Inhibition of NAD(P)H:Quinone Acceptor Oxidoreductase by Flavones: A Structure-Activity Study

Abstract

A structure-activity study was carried out to determine the important regions of baicalein and oroxylin A, two flavones isolated from the Chinese herb Scutellariae radix, in inhibiting NAD(P)H:quinone acceptor oxidoreductase (EC 1.6.99.2; DT-diaphorase). This quinone reductase is a vitamin K reductase. It is a target for and has been used as a model enzyme to investigate the mode of action of oral anticoagulants. The two flavones were found to inhibit this quinone reductase in nanomolar ranges. The 5-hydroxyl, 7-hydroxyl, 8-hydroxyl, and 2-phenyl groups of these flavones were found to be important for their inhibition of the enzyme.

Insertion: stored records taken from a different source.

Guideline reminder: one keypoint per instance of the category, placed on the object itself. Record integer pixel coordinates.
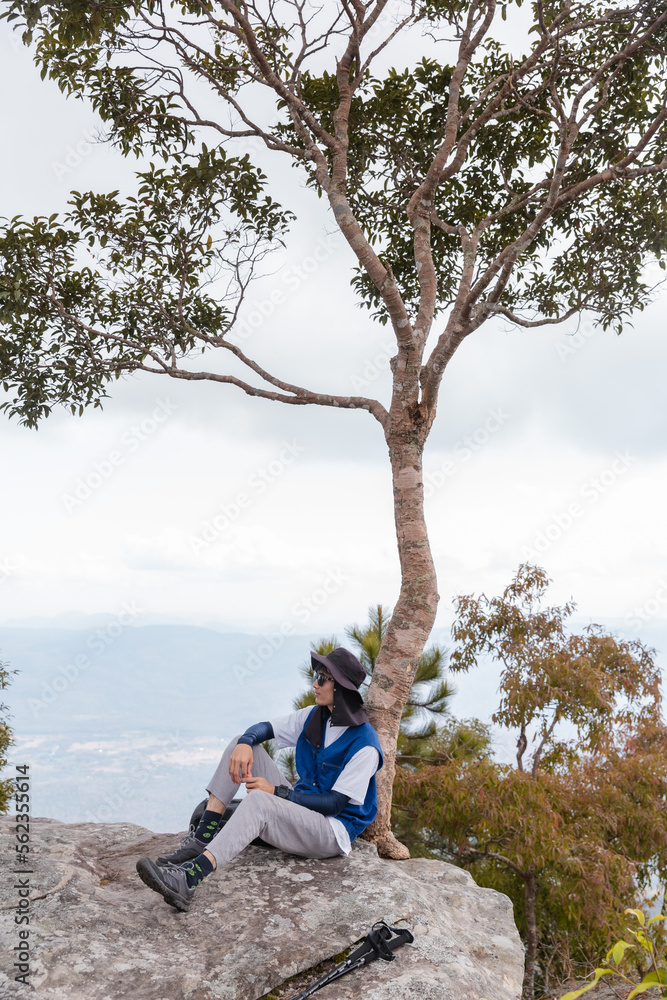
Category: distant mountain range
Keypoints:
(127, 722)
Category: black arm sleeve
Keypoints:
(327, 803)
(258, 733)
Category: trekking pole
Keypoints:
(379, 943)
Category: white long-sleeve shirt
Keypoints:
(353, 779)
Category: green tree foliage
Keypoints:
(556, 158)
(6, 740)
(427, 729)
(579, 822)
(643, 954)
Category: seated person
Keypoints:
(337, 755)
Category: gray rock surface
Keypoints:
(97, 933)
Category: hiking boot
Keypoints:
(190, 848)
(169, 880)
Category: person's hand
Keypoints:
(252, 784)
(240, 762)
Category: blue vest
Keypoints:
(319, 770)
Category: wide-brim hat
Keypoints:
(343, 666)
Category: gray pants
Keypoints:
(292, 828)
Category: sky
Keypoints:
(192, 503)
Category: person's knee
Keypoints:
(257, 801)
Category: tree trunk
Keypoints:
(531, 937)
(408, 630)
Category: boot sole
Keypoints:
(150, 876)
(176, 859)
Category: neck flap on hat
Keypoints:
(348, 710)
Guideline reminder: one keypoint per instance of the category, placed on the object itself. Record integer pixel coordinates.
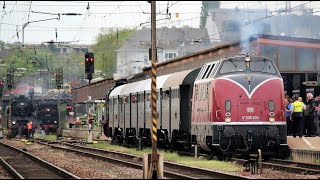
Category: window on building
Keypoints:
(305, 58)
(269, 52)
(146, 59)
(169, 56)
(286, 58)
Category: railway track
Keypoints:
(277, 164)
(171, 170)
(22, 165)
(288, 166)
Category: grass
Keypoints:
(50, 137)
(173, 157)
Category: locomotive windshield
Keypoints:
(238, 64)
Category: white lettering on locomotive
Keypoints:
(250, 117)
(250, 109)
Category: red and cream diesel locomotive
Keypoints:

The inhibition profiles of the flavones on the NADH-menadione reductase activity, the NADH-potassium ferricyanide reductase activity, and the NADH-methyl red reductase activity of this enzyme were different. Therefore, even though the flavones were found to be competitive inhibitors with respect to NADH, they probably did not inhibit the enzyme by binding to the nicotinamide nucleotide binding site. Inhibition kinetic studies which indicated that these compounds bound to different sites than those for dicoumarol and phenindone were performed. These results indicate that these flavones are a new type of inhibitor of NAD(P)H:quinone acceptor oxidoreductase and potentially useful as anticoagulant drugs.